医薬品が製造されてから患者に届くまで、最高の品質を維持するために、製薬会社は多くの検査を行っています。市場が求める治療薬が複雑化し、開発コストも増大するなか、効率化の一環として、最終製品の検査の自動化が一層求められています。

当記事では、検査技術の歩みや自動化への動き、課題や今後のトレンドについて、「Pharmaceutical Technology®」に掲載されたSyntegon GmbHの検査技術部門グローバルプロダクトマネージャー ヴォルフラム・シンドラーのインタビューをご紹介いたします。
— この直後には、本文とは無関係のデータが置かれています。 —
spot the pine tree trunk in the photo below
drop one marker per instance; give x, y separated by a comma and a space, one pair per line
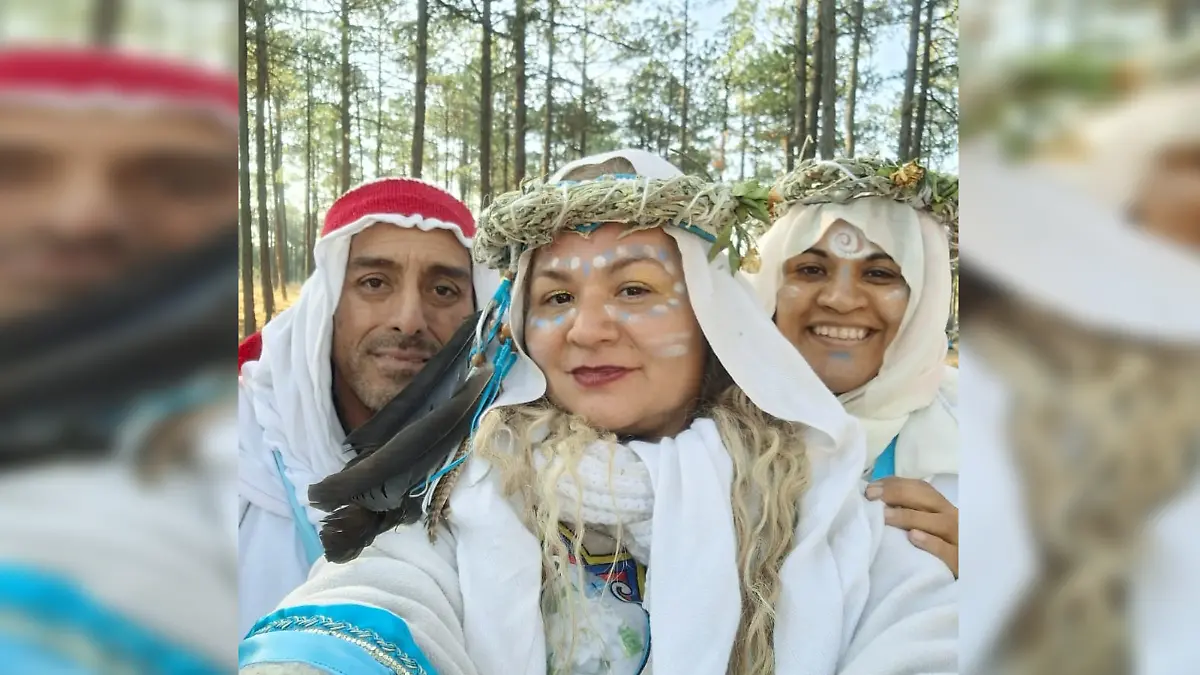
549, 130
310, 211
828, 77
423, 61
910, 83
485, 111
725, 121
918, 133
281, 223
345, 173
687, 93
583, 85
799, 118
508, 138
816, 88
379, 99
519, 37
261, 75
249, 322
106, 21
852, 81
361, 163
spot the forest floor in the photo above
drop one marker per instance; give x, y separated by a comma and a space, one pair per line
283, 299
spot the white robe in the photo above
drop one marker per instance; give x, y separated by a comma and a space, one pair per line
858, 597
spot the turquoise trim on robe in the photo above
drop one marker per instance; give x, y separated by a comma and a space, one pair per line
325, 652
305, 530
42, 614
886, 464
354, 625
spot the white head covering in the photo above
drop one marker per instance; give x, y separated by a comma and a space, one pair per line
1059, 249
915, 392
291, 386
693, 629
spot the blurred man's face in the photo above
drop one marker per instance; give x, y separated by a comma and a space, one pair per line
89, 195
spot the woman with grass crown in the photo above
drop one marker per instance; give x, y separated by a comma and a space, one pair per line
856, 273
661, 483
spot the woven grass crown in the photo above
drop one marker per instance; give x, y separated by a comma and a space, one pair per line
817, 181
532, 216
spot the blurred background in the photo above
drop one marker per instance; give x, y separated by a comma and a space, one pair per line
1080, 351
118, 239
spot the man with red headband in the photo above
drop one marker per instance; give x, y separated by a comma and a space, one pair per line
393, 282
115, 171
107, 162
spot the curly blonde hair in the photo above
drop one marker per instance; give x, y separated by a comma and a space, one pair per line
771, 475
1104, 434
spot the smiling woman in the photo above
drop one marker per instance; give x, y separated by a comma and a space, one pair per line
857, 275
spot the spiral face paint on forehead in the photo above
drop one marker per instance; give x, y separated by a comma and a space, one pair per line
849, 243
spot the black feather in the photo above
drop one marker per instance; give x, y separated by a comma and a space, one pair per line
382, 479
417, 395
351, 529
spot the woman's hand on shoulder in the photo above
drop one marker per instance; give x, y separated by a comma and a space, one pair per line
916, 506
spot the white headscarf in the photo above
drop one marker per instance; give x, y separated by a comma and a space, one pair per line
1059, 249
693, 627
291, 387
915, 392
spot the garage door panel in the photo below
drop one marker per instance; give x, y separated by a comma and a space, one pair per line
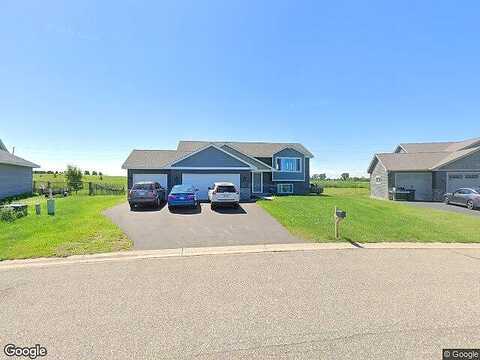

(英語原文はこちら: https://www.pharmtech.com/view/progressing-finished-product-inspection-through-automation

Syntegon_Vials_Syringes_Cartridges_Ampoules

注射剤の検査の進化

従来より、最終製品の検査は広く人の手で行われていますが、プロセスを完全あるいは部分的に自動化することができれば、効率化につながります(1)。事実、市場調査によれば、2022年に市場シェアが42.5%だった完全自動検査機器のセグメントは、2023年から2032年にかけて飛躍的に成長すると予測されています(2)。  

PharmTech:注射剤の検査がどのような進化を遂げているのか、その経緯について教えていただけますか?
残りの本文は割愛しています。